Once upon a time, it was supposed to be a jewel in the power equipment sector, manufacturing boilers, turbines, generators, and even flue-gas desulphurization systems (FGDs). But over the last 10 years, its revenue graph looks like the Sensex during demonetization week — full of dips, crashes, and disappointment.
In FY22, the company posted losses that would make Kingfisher Airlines proud. Then in FY23, it doubled down with more pain. Finally, FY25 arrives and suddenly — boom! — a ₹247 Cr profit. Before you open the champagne, hold on. This profit includes a ₹295 Cr exceptional gain from selling the Hydro business. Without that, it’s just another sob story.
But here’s the twist: the company is now exiting distractions (Hydro, Gas) and focusing only on FGD and boiler parts. It expects ₹3,000 Cr in business in this segment over the next 3–4 years. In short, GE Power is now saying: “Chhodo kal ki baatein, aaj kuch naya karte hain.”
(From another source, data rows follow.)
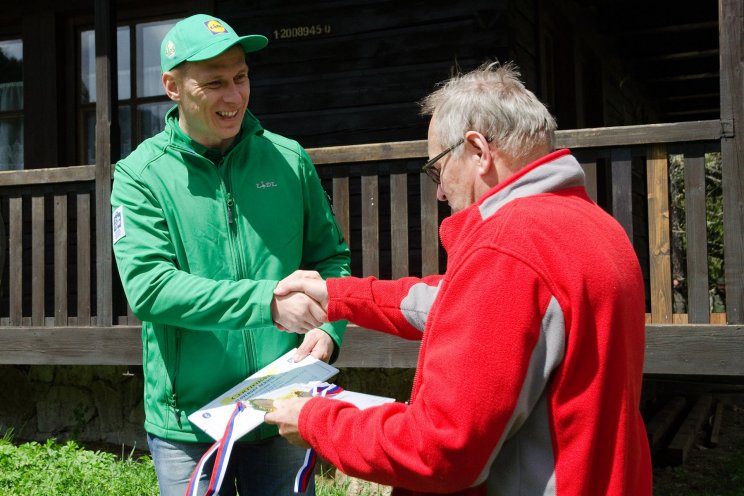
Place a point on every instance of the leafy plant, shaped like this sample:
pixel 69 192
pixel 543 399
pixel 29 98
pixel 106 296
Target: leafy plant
pixel 67 469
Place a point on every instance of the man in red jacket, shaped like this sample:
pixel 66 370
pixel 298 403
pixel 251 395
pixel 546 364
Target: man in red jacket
pixel 530 370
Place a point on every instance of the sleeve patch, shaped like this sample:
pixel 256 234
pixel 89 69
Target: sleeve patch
pixel 117 223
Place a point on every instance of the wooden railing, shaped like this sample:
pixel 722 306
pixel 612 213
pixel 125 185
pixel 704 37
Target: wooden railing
pixel 389 213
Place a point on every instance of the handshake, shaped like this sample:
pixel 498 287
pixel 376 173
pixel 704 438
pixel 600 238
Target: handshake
pixel 300 302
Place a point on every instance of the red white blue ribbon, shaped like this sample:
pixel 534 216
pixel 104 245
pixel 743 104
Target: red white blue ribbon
pixel 302 479
pixel 223 448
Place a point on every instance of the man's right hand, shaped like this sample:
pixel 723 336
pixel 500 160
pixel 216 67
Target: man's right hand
pixel 305 281
pixel 296 312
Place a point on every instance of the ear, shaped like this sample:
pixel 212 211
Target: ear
pixel 172 86
pixel 480 151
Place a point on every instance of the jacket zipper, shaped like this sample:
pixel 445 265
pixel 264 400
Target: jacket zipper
pixel 234 235
pixel 174 395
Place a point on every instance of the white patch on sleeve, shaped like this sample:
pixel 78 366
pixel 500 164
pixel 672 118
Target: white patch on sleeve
pixel 117 224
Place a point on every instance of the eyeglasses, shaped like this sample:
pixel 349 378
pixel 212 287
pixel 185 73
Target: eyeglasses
pixel 433 172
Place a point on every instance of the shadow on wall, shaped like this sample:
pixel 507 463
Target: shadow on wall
pixel 101 404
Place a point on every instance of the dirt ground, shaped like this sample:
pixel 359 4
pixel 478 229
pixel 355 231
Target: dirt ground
pixel 710 470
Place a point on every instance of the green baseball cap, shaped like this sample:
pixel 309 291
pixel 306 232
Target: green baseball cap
pixel 201 37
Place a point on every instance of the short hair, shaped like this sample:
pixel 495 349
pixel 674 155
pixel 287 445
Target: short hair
pixel 493 101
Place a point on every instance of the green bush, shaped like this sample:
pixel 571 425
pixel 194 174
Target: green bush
pixel 67 469
pixel 54 469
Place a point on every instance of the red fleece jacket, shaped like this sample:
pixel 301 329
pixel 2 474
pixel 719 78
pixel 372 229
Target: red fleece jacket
pixel 529 375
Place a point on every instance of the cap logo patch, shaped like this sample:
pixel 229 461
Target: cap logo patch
pixel 215 27
pixel 170 49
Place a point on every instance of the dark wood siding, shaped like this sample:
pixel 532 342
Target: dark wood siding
pixel 351 72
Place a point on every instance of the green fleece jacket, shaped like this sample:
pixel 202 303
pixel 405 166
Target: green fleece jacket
pixel 201 240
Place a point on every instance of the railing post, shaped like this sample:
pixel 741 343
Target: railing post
pixel 658 234
pixel 730 13
pixel 107 139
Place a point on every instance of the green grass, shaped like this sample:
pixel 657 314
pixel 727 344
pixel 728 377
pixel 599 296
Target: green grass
pixel 56 469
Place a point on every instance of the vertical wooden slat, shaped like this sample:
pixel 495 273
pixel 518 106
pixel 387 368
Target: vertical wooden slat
pixel 590 171
pixel 107 138
pixel 429 227
pixel 658 235
pixel 15 269
pixel 83 259
pixel 731 44
pixel 3 250
pixel 697 246
pixel 370 227
pixel 38 286
pixel 622 189
pixel 341 205
pixel 60 260
pixel 399 225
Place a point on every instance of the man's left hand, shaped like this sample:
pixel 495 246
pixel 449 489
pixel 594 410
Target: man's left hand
pixel 286 415
pixel 316 343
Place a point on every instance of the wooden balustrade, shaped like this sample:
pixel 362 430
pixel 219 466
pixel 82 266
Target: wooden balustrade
pixel 49 307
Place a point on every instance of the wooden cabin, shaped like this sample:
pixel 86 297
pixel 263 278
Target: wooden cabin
pixel 641 92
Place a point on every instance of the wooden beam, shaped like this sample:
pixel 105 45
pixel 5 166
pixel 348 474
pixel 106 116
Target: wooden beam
pixel 71 174
pixel 699 350
pixel 682 132
pixel 107 138
pixel 705 350
pixel 622 189
pixel 732 153
pixel 368 152
pixel 697 242
pixel 657 173
pixel 71 345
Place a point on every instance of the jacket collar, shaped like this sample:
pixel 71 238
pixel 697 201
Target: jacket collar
pixel 553 172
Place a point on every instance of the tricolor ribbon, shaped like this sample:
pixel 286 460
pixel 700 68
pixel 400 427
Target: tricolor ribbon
pixel 302 479
pixel 223 448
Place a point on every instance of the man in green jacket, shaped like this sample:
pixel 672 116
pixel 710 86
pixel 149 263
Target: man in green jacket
pixel 207 217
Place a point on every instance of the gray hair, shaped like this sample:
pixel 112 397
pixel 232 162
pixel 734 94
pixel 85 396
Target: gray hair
pixel 493 101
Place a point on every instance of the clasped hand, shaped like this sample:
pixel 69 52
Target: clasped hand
pixel 300 302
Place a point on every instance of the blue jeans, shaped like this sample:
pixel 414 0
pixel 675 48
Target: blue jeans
pixel 266 468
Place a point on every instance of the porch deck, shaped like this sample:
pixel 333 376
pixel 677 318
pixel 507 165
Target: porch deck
pixel 64 306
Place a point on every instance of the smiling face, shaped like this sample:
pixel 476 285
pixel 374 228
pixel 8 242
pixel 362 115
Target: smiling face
pixel 212 97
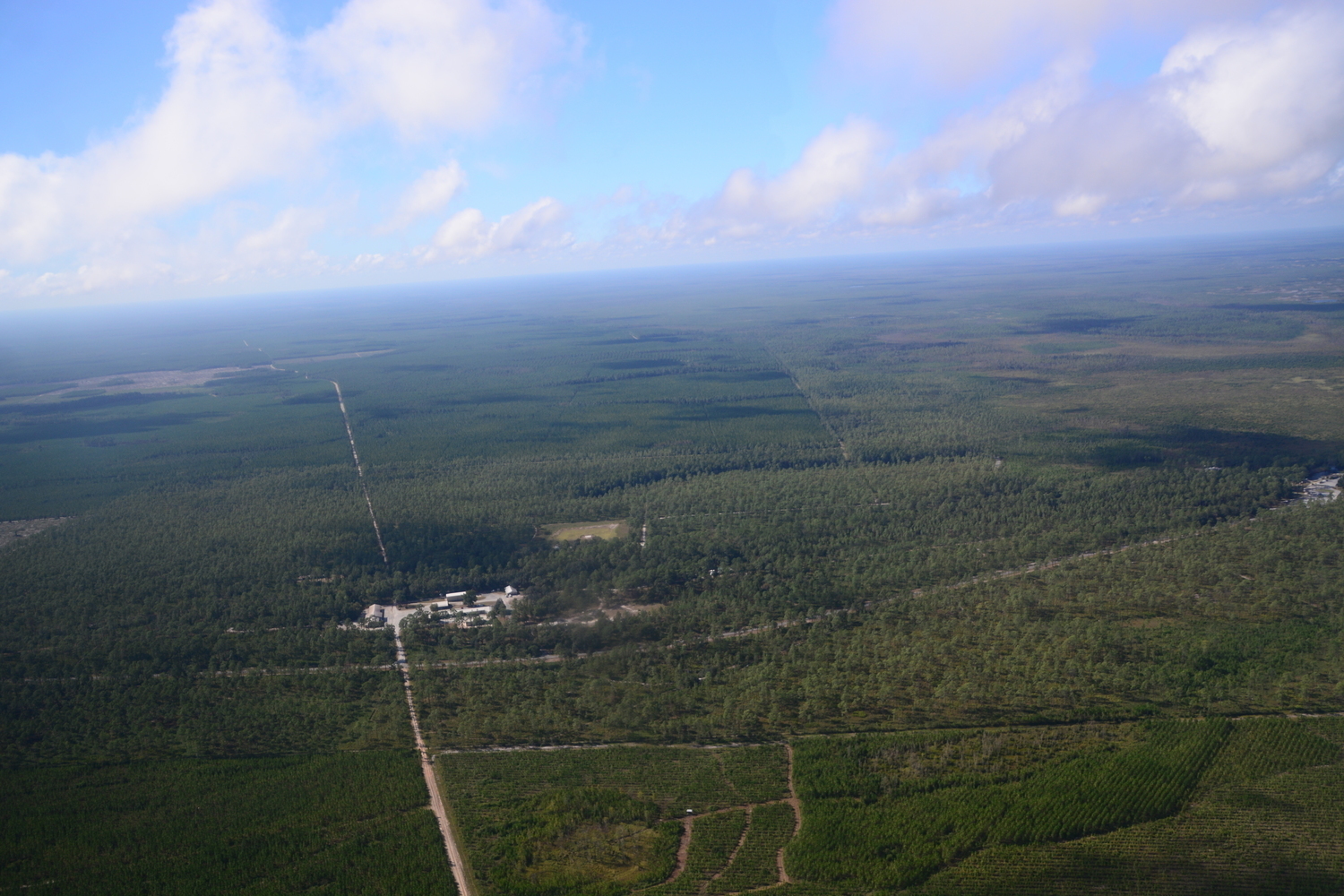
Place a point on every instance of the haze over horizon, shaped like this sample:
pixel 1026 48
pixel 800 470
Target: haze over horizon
pixel 236 147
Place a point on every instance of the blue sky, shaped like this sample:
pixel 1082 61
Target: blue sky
pixel 167 150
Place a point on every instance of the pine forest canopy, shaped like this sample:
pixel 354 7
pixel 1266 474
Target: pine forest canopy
pixel 970 573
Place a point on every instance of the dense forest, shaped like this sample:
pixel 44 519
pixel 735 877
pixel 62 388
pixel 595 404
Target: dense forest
pixel 881 511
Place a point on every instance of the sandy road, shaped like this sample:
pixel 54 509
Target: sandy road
pixel 359 468
pixel 435 799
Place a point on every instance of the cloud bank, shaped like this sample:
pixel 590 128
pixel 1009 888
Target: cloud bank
pixel 1238 113
pixel 231 175
pixel 247 105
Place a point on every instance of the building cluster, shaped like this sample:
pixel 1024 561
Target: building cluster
pixel 454 607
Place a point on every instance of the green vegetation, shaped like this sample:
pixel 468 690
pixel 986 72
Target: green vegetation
pixel 605 820
pixel 338 823
pixel 586 530
pixel 995 806
pixel 712 842
pixel 755 863
pixel 1024 525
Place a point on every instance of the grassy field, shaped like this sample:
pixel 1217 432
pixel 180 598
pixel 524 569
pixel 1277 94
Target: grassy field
pixel 586 530
pixel 1039 498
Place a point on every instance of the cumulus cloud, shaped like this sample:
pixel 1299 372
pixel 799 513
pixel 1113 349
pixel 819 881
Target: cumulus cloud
pixel 429 194
pixel 230 116
pixel 468 234
pixel 246 105
pixel 835 167
pixel 435 64
pixel 1236 113
pixel 956 42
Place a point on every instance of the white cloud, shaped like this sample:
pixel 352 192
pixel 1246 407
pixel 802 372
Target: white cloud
pixel 1236 113
pixel 833 168
pixel 956 42
pixel 429 194
pixel 468 234
pixel 247 107
pixel 437 64
pixel 230 116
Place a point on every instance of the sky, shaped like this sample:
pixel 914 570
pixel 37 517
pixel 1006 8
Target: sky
pixel 166 150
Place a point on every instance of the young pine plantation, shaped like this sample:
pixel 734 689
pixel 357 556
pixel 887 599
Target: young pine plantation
pixel 1005 573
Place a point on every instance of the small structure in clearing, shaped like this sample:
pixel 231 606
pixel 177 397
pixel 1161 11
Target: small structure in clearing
pixel 605 530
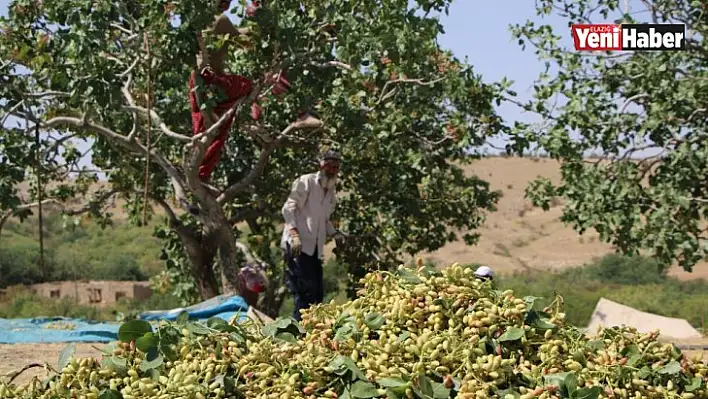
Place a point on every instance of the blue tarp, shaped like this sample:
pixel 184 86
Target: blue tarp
pixel 55 329
pixel 58 329
pixel 223 306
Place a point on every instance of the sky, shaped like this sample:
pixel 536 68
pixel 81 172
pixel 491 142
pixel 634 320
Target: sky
pixel 479 30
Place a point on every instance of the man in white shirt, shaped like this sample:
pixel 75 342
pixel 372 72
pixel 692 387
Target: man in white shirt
pixel 307 213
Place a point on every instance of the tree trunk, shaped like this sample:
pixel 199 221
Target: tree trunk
pixel 230 259
pixel 272 301
pixel 201 253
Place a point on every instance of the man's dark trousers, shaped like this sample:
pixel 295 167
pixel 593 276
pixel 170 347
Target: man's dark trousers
pixel 305 280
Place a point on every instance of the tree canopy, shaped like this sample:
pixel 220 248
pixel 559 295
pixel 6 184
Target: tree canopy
pixel 399 108
pixel 403 111
pixel 643 112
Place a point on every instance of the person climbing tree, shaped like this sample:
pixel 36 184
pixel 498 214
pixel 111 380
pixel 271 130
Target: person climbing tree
pixel 229 88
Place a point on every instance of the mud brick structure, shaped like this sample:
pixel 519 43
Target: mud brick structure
pixel 99 293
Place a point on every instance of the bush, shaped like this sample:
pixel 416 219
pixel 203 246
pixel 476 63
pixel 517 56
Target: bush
pixel 632 281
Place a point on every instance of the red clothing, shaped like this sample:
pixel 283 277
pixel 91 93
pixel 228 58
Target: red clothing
pixel 235 87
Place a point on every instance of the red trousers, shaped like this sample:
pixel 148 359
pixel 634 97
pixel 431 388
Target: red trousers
pixel 235 87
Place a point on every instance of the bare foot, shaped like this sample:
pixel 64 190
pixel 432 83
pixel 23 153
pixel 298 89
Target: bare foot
pixel 307 121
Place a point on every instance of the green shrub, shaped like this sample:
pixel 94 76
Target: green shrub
pixel 634 282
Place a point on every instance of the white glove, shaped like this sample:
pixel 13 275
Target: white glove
pixel 340 235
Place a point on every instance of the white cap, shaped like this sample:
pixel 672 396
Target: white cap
pixel 484 271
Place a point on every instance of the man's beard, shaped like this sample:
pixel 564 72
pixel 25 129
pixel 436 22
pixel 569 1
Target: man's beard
pixel 328 182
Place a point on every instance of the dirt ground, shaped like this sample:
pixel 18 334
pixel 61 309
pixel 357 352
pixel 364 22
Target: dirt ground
pixel 516 237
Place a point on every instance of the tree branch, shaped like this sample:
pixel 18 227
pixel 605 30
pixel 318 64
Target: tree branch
pixel 386 95
pixel 332 64
pixel 49 93
pixel 10 112
pixel 158 120
pixel 53 201
pixel 125 142
pixel 632 99
pixel 256 172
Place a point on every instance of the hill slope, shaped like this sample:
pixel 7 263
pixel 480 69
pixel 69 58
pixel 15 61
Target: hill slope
pixel 518 236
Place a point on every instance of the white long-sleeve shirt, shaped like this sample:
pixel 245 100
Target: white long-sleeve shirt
pixel 308 209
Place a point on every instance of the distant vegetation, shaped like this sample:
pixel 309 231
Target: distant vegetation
pixel 637 282
pixel 130 253
pixel 120 252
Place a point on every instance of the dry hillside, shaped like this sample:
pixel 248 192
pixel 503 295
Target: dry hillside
pixel 519 236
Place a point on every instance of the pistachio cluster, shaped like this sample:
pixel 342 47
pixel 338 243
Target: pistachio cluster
pixel 411 334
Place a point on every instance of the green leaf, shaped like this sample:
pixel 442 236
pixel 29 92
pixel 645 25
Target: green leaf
pixel 512 334
pixel 392 382
pixel 673 368
pixel 219 324
pixel 596 345
pixel 579 356
pixel 557 379
pixel 182 318
pixel 571 383
pixel 696 383
pixel 644 372
pixel 404 336
pixel 110 394
pixel 134 329
pixel 66 355
pixel 115 363
pixel 151 364
pixel 374 321
pixel 287 337
pixel 439 390
pixel 408 276
pixel 588 393
pixel 343 364
pixel 423 387
pixel 392 393
pixel 364 389
pixel 198 328
pixel 146 342
pixel 508 394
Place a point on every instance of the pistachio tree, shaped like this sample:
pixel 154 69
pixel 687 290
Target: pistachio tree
pixel 401 110
pixel 645 114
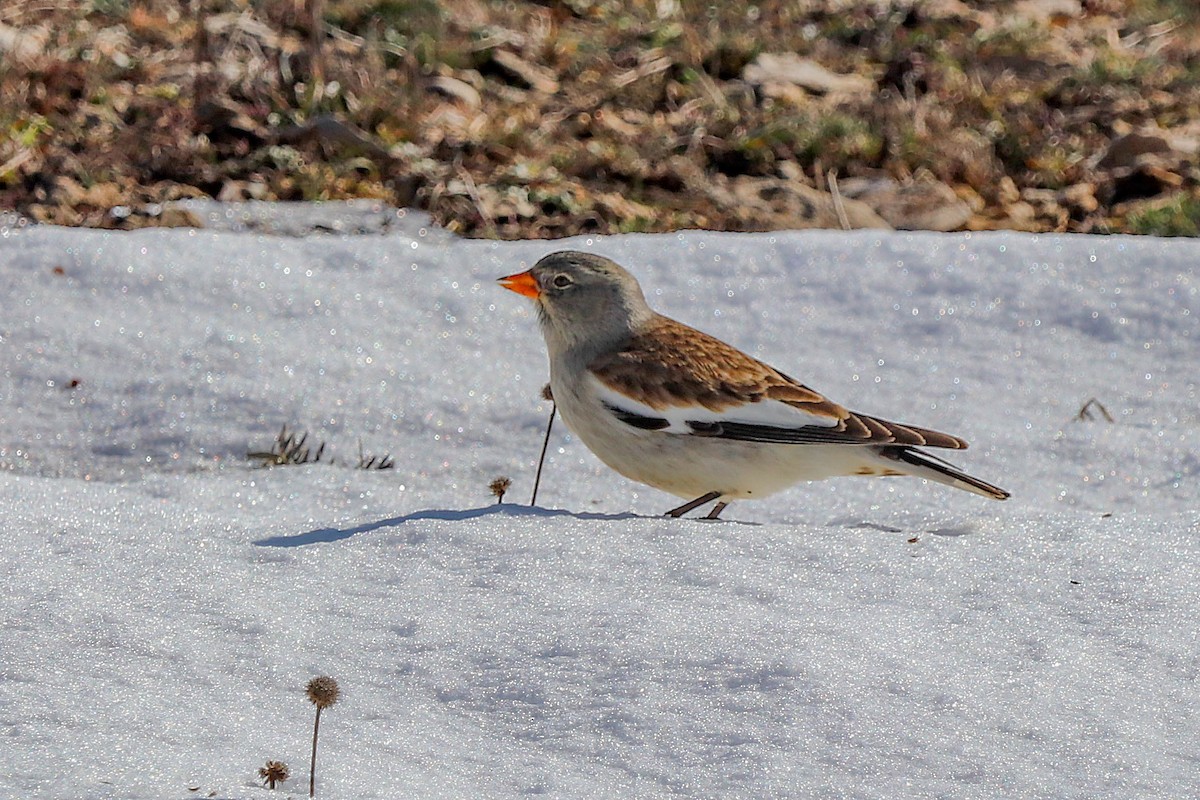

Question to you: would you trust a company that needed 10 years to find its “core focus”?
3. Business Model – WTF Do They Even Do?
Let’s decode this. GE Power India is essentially a power equipment tailor. Instead of making ready-made electricity, it stitches the machines that produce it.
Core Services: Boilers, turbines, generators, and air quality systems. If you’re NTPC, BHEL, or any state electricity board, GE Power is your “theka-wala.”
Service Upgrades: Your plant is old? Don’t worry. GE comes with spanners and an upgrade plan. Think of it like Flipkart “Exchange Offer” for turbines.
FGD (Flue-Gas Desulphurization): With India moving towards cleaner coal plants, FGD is the hot samosa on the plate. GE expects ₹3,000 Cr of business here. Basically, “pollution hatao, GE ko paisa dilao.”
Durgapur Parts: From boiler pressure parts to cryogenic vessels, this is the spare parts bazaar. Clients include everyone from NTPC to L&T to Linde.
But here’s the kicker: 89% of revenue is still from construction contracts. So while the company looks like a diversified player on paper, in reality, it’s still heavily dependent on “project work.” And we know how Indian infra projects go — delays, litigations, and more delays.
4. Financials Overview
Source table
Metric
Latest Qtr (Jun ’25)
YoY Qtr (Jun ’24)
Prev Qtr (Mar ’25)
YoY %
QoQ %
Revenue
287
246
266
16.7%
7.9%
EBITDA
-12
-18
-35
-33%
65%
PAT
35
-10
164
NA
-78%
EPS (₹)
5.16
-1.42
24.43
NA
-79%
Commentary: EBITDA is still negative — basically the company spends more to run projects than it earns. PAT looks positive thanks to “other income” magic. Last quarter’s EPS of 24.4 has crashed to 5.16. The roller-coaster is so wild, even Wonderla rides look boring.